Since 2008 (blue line) the relationship between the surveys and what comes next for the economy has been tepid at best. On the contrary, the relationship was convincingly positive between 1974 and 1995 (orange) when political differences were not as emotional and digital news feeds nonexistent. These distant decades are also when many of our prized Federal Reserve economists were studying soft survey data for their Ph.D.s. Old habits are hard to break.

Economic Surveys Are a Danger to Investors

Productivity remains an enigma given the many moving parts of demographics, technology, and globalization. The chart below shows the soft data index (x-axis) versus productivity (y-axis). Again from 1974 to 1995 soft data and productivity gains showed a relationship.
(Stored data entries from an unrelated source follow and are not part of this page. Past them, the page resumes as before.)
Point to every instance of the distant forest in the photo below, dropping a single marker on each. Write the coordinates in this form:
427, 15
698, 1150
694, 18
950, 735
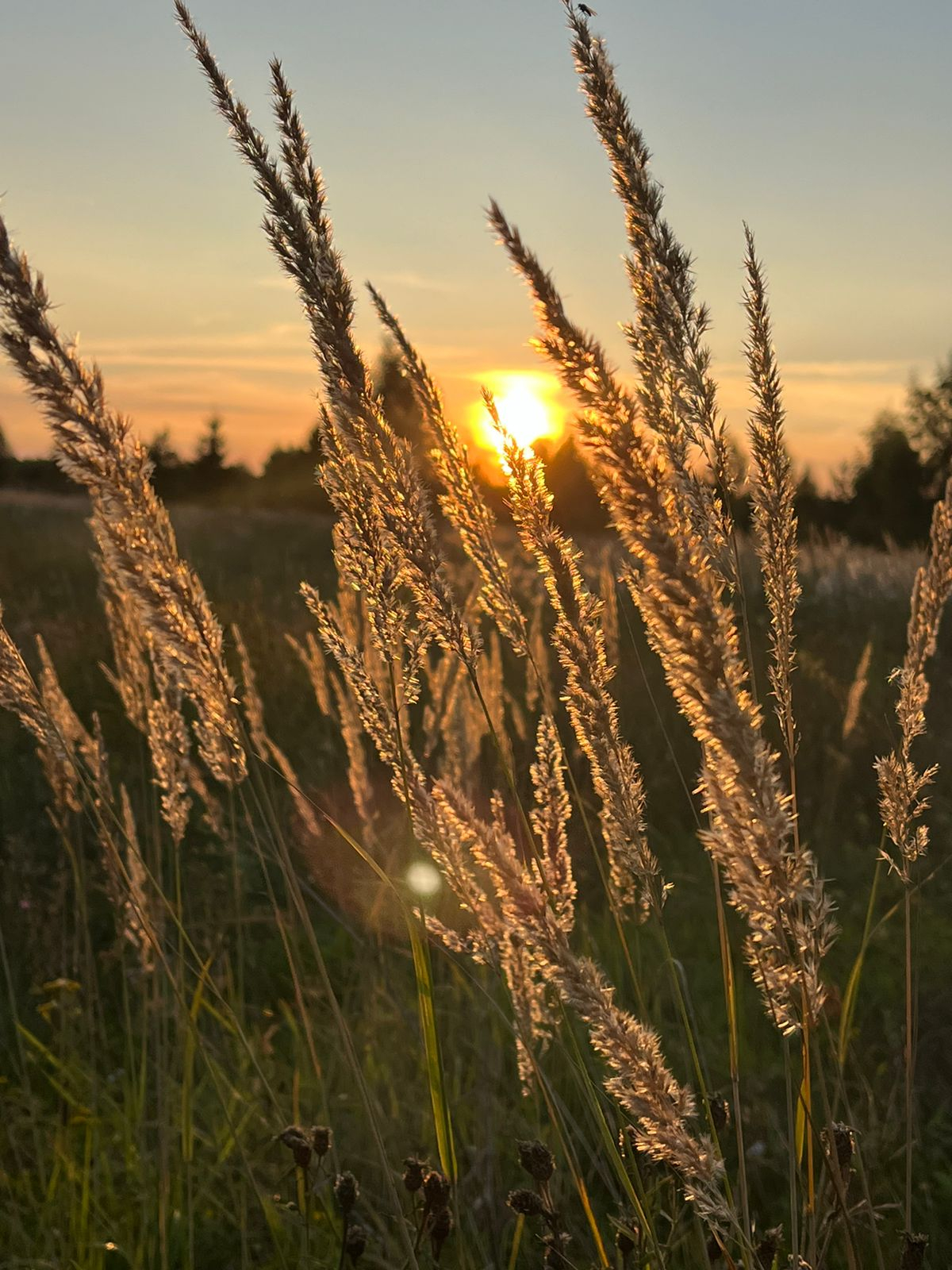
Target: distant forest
884, 498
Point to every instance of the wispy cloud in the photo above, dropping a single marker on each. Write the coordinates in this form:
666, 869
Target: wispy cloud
416, 283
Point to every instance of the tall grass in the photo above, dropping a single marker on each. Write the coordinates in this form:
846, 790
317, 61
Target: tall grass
289, 1003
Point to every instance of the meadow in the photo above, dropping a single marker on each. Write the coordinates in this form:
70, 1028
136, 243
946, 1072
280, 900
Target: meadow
492, 899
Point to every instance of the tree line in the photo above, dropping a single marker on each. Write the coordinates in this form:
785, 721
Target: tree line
885, 497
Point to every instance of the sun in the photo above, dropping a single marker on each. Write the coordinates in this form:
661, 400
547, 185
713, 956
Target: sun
528, 410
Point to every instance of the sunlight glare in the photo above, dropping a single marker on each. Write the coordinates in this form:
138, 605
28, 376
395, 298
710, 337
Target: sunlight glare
423, 879
527, 408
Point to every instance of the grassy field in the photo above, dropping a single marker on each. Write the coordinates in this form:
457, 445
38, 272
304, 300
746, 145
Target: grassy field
127, 1127
490, 899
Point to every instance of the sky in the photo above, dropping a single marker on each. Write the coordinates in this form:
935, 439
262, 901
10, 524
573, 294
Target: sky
825, 125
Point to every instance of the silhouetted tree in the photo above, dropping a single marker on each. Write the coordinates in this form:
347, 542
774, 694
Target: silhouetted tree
397, 397
575, 502
890, 491
930, 423
289, 478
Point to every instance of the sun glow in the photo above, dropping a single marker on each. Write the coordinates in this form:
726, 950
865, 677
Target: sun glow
528, 410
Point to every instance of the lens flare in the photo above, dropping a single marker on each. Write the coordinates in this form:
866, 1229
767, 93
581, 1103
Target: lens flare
423, 879
528, 410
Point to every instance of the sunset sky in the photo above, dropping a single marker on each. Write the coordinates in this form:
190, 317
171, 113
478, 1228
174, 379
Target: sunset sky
827, 125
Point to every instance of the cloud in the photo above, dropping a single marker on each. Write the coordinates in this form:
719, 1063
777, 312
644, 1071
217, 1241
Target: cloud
416, 283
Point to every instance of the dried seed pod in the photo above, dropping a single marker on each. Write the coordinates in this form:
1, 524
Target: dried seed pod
913, 1251
441, 1229
720, 1114
555, 1245
346, 1191
526, 1203
298, 1143
537, 1160
321, 1140
843, 1143
436, 1191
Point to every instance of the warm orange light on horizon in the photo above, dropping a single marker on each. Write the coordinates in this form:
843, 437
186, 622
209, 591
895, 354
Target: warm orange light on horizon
528, 410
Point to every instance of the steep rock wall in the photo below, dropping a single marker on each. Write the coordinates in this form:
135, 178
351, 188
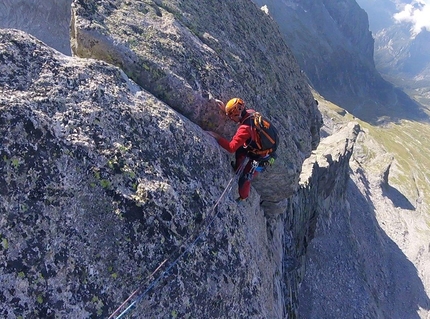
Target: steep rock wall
185, 55
102, 183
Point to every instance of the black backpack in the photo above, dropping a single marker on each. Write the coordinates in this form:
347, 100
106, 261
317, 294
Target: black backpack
266, 135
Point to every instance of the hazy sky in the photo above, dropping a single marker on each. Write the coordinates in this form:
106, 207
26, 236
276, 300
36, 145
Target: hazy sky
416, 12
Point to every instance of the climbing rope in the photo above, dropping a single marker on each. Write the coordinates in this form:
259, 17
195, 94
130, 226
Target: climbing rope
139, 292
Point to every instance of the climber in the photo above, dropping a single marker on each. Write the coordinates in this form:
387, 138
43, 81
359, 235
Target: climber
255, 139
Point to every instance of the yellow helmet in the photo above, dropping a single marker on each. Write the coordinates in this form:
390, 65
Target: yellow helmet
234, 107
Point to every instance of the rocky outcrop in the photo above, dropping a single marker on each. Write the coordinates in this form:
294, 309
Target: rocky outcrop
184, 56
48, 20
102, 183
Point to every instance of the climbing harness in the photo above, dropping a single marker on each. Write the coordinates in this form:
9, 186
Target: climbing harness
254, 167
139, 293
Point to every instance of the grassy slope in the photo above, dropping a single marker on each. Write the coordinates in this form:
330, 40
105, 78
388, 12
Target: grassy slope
407, 142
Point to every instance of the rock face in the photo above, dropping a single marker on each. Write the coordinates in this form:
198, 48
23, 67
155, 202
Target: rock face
200, 57
47, 20
104, 181
111, 182
337, 57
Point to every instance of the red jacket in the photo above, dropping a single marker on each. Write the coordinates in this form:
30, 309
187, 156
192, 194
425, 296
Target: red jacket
243, 136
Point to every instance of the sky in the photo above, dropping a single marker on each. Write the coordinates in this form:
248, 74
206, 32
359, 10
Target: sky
416, 12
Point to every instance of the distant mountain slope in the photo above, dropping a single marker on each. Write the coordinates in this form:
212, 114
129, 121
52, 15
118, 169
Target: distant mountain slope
337, 56
402, 55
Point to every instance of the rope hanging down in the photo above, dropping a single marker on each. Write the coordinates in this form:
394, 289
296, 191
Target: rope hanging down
139, 292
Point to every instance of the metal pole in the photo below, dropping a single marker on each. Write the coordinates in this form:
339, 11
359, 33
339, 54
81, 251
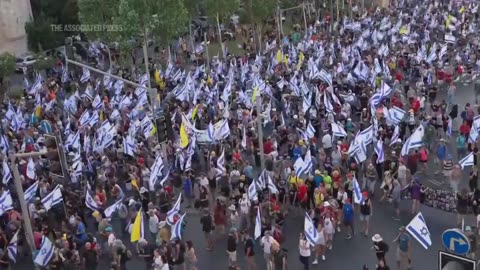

However, this dynamic seemingly ended with the financial crisis (blue).

Economic Surveys Are a Danger to Investors

Finally, if the soft data should be doubted, the next chart is not easily dismissed as a coincident or lagging indicator. Each colored line represents the Citigroup Data Change Index by country or region. Above zero indices indicate incoming data releases are above one-year trailing averages.

Europe has quickly lost momentum, falling below zero for the first time since late 2016. Unfortunately, all but the U.S. are posting economic data below one-year averages. All are in a downtrend.

Economic Surveys Are a Danger to Investors

Bandwagon biases and political polarization have soft survey data near their highest levels in 35 years. Wall Street has been racing to keep pace by providing eye-popping forecasts. 

But we have a problem in surveys failing to accurately predict coming economic growth and inflation. Bullish surveys for the economy have seen less and less realized improvements over time. Their relationship since 2008 have been tepid at best.

The stock market is seemingly calling the surveys’ bluff. The S&P 500 is unchanged for the year and at a loss halfway through the spectacular first-quarter 2018 earnings season. Are investors sensing disappointment is around the next corner?